CARLO BARONI E ANTONIA CASINI
Cronaca

Caso Scieri, Antico e la presenza in Caserma: "Non esiste la prova. Deve essere assolto"

Le motivazioni dei giudici di appello: "Decisivo in primo luogo la valutazione del quadro probatorio verso l’imputato: era o no alla Gamerra il 13 agosto del 1999? Non c’è necessaria sicurezza"

Emanuele Scieri

Emanuele Scieri

Pisa, 2 luglio 2024 – Non c’è la prova che Antico fosse in caserma. Dopo la proroga, sono state depositate le motivazioni sulla sentenza in corte d’appello per il caso della morte di Emanuele Scieri. Assolto in primo grado l’ex caporale Andrea Antico (tutelato dagli avvocati Fiorenzo ed Alberto Alessi), verdetto confermato in secondo grado. Il ragionamento principale è tutto nella "premessa" dei giudici (presidente Alessandro Nencini, Francesco Bagnai, a latere): "Va osservato che il tema delle modalità e delle cause del decesso di Emanuele Scieri rimane sullo sfondo in questo processo, perché ciò che è decisivo è - in primo luogo - la valutazione del quadro probatorio in ordine alla presenza di Antico nella caserma Gamerra la notte in cui Scieri è scomparso e poi deceduto". Nel dettaglio, "se le prove non consentono di collocare con la necessaria sicurezza l’imputato quella notte in quei luoghi, la dinamica della caduta della vittima diventa irrilevante".

L’allievo parà siracusano fu trovato senza vita il 16 agosto di ormai quasi 25 anni fa. Dopo la riapertura delle indagini in seguito ai risultati della commissione parlamentare d’inchiesta, sono finite nel mirino della procura di Pisa cinque persone: tre ex caporali, Alessandro Panella (difeso dall’avvocato Andrea Cariello) e Luigi Zabara (assistito dagli avvocati Andrea Di Giuliomaria e Maria Teresa Schettini), condannati dalla corte d’assiste di Pisa, a 26 e 18 anni (è pendente l’appello) e, appunto, Antico; con loro, anche l’ex generale Celentano e l’ex maggiore Romondia, assolti in primo grado: in secondo il procuratore generale ha rinunciato all’impugnazione. Per l’accusa, i tre "nonni" in "un delirio di onnipotenza" avrebbero ucciso Lele, facendolo cadere dalla torretta di asciugatura dei paracadutisti. Il quadro sarebbe "degenerato in ragione di una situazione contingente che ha privato di ogni lucidità gli imputati".

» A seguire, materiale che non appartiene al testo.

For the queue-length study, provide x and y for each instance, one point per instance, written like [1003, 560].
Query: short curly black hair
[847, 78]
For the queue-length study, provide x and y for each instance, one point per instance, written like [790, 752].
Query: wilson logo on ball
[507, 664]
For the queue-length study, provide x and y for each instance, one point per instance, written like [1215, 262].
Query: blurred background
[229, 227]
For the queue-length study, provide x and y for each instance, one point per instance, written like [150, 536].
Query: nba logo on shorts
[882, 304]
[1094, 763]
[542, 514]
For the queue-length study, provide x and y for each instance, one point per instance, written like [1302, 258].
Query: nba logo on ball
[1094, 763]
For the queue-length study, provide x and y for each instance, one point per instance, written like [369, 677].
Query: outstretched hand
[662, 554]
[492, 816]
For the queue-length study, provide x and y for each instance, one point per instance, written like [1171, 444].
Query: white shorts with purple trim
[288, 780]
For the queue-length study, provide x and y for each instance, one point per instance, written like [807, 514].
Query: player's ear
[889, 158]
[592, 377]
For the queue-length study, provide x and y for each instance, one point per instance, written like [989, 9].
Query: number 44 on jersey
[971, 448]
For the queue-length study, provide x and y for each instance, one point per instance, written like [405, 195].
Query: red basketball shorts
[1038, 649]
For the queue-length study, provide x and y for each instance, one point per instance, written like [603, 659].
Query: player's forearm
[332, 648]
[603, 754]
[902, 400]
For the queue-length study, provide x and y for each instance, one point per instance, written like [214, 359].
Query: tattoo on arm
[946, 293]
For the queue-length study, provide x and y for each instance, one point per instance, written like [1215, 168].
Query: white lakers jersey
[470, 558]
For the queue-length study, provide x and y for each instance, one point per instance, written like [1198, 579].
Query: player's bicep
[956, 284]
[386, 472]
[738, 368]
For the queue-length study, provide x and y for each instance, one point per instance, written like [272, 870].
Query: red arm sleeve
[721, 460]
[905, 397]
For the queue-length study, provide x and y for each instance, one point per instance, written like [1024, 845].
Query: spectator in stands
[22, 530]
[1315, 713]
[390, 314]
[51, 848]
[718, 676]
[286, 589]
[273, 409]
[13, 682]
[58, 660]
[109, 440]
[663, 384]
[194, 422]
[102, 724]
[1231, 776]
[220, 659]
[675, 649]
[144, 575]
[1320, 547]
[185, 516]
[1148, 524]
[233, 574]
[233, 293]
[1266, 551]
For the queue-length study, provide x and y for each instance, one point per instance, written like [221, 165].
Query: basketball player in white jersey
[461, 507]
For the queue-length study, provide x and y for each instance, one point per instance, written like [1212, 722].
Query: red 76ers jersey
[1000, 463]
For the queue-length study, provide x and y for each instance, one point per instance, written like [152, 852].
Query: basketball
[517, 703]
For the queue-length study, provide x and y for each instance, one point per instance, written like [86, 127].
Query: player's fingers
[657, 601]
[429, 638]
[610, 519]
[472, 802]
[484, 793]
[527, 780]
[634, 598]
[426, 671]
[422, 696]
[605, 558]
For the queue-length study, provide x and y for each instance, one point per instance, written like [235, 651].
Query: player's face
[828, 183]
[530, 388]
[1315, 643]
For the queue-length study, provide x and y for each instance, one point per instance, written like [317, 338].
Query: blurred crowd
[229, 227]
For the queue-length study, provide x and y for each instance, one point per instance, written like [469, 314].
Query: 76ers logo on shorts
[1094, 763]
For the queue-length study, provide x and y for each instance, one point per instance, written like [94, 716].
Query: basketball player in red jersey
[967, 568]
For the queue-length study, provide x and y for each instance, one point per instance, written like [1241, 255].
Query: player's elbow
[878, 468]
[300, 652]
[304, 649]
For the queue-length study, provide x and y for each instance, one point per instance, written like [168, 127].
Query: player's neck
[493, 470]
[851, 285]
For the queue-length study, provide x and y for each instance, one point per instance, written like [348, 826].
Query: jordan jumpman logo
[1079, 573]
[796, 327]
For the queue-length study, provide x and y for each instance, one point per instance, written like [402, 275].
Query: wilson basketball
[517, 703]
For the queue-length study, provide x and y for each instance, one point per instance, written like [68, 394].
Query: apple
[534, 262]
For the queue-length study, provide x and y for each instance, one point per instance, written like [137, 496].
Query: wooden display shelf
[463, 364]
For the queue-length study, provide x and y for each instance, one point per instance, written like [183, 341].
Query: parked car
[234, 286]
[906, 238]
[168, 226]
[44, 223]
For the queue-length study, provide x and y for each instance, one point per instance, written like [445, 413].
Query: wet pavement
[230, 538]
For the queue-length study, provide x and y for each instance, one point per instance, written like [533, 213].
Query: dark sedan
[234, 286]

A sostegno della preemessa nelle motivazioni, si riportano le parole dell’imputato e il fatto che abbia "sempre sostenuto la stessa versione" e cioè risulta che ai carabinieri di Pisa il 13 marzo del 2000 abbia detto "di essere partito da Pisa in licenza il 12 agosto uscito dalla caserma alle 16.30, preso intercity per Roma e poi a Roma intercity notte delle 23.50 per Lecce, rientrato il 19 agosto alle 22". Di quel viaggio "l’imputato non è riuscito a fornire una documentazione, ma questo non è un dato decisivo perché a distanza di venti anni era praticamente impossibile". A questa ricostruzione "non vi è alcuna smentita - eccetto ovviamente le dichiarazioni del Meucci (il test considerato chiave, ndr )". E le intercettazioni confermerebbero questa versione. "Dalle conversazioni si comprende che gli interlocutori cercano riscontri al fatto che il 13 agosto del ’99 l’imputato era arrivato a casa in Puglia per godere la sua licenza, circostanza che nelle conversazioni intercettate appare come un dato veritiero, che gli interlocutori danno per assodato ponendosi solo il problema di riuscire a dimostrarlo". Secondari, in questa ottica, anche la veridicità del test chiave Meucci che viene comunque sviscerata dai giudici: le sue dichiarazioni vengono definite "deboli". La famiglia, il fratello Francesco e la madre Isabella si sono costituiti parte civile.